Top-class players were made to look like extras in a Benny Hill sketch as they chased hopelessly after the endless kicks that were booted into the blanket of grey that gripped the city.

Poor old Rico Gear was the first to look a plonker as he stood where he hoped the ball would emerge from the fog, only to be a yard short and see the blessed thing slip through his arms.

Maybe he should have learned from Isaia Toeava, who only a few minutes earlier had been staring upfield oblivious to the fact the ball had in fact landed only a few feet away from him and trickled into touch.

It was such easy havoc to wreak that of course both sides opted to use the boot. It happened so often the crowd must have felt, for those brief windows when the fog slightly lifted, that they were in fact watching two English teams.

As the sport's great marketers, the Crusaders should have been doling out Bovril, stodgy pies and pumping out braying chants in lah-de-dah plummy voices just to authenticate the experience.

But what else were the players supposed to do? The fog was so thick that if it hadn't been for referee Jonathan Kaplan's shrill whistle, no one would have appreciated that the second half had started.

The few times that someone tried to run, they were invariably halted by unwitting defenders who seemed to be doing nothing more than peering into the gloom and minding their own business.
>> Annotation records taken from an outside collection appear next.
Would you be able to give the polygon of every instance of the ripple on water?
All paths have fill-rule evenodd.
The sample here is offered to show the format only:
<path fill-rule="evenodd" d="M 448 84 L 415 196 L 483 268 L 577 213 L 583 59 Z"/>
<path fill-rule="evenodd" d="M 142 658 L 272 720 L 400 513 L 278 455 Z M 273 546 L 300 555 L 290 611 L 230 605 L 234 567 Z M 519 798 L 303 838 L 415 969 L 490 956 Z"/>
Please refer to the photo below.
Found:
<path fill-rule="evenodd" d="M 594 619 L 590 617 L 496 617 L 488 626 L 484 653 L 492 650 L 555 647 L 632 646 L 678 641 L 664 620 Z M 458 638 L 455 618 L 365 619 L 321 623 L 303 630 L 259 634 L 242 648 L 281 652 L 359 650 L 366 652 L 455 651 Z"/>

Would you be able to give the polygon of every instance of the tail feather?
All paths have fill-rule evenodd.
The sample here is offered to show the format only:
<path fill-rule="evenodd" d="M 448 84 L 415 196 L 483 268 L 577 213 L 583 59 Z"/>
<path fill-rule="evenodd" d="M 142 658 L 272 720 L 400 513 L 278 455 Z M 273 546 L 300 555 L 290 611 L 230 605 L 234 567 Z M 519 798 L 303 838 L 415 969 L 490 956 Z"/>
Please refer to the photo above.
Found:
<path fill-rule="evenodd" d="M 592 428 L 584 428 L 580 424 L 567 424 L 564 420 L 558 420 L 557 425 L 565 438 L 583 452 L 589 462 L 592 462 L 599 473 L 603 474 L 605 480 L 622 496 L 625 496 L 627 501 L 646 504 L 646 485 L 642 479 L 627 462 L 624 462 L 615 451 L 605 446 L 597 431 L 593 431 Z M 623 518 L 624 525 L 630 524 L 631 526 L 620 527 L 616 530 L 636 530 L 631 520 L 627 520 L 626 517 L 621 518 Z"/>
More often than not, progress of those brave enough to have a dash was halted by one of their own team. For periods it looked like an unusual twist on the parlour game murder in the dark.

For what it's worth, the decisive score came after 62 minutes when Casey Laulala was brought back against the grain from a scrum five.

By the time the Hurricanes defence had sussed that there was a red jersey making its way towards their line at considerable pace, it was too late. The former All Black had apparently scored.

It was hardly a try to last the ages but it should be remembered for at least ensuring that the team that has been the standard bearer since February picked up a trophy their efforts in the previous 14 games had deserved.

The Crusaders would have preferred for this to have been an even fight. To have won a final that was as epic as the round-robin clash between these two.

They would also have preferred if a few more people who had paid good money to be at Jade last night had actually been able to see the action.

Supposedly, those unfortunate enough to be sitting high in the newly-built Paul Kelly Stand, took off for the pub not long after kick-off.

Crusaders chief executive Hamish Riach explained that serious thought had been given to delaying the game. But it was agreed by both teams, the match officials, Sanzar and Newscorp that the show had to go on.

It was the only decision they could make. As ridiculous as it was watching so much talent reduced to the lottery of the up and under, postponing would have been even more daft.

The stadium was full of yellow shirts that would not find sympathetic ears at Air New Zealand should they have been required to delay their return to the capital.

The forecast did not suggest the situation would be much better today, anyway.

Not that the Cantabs will care. They will spend today trying to shake off a different fog that their late-night partying will have induced.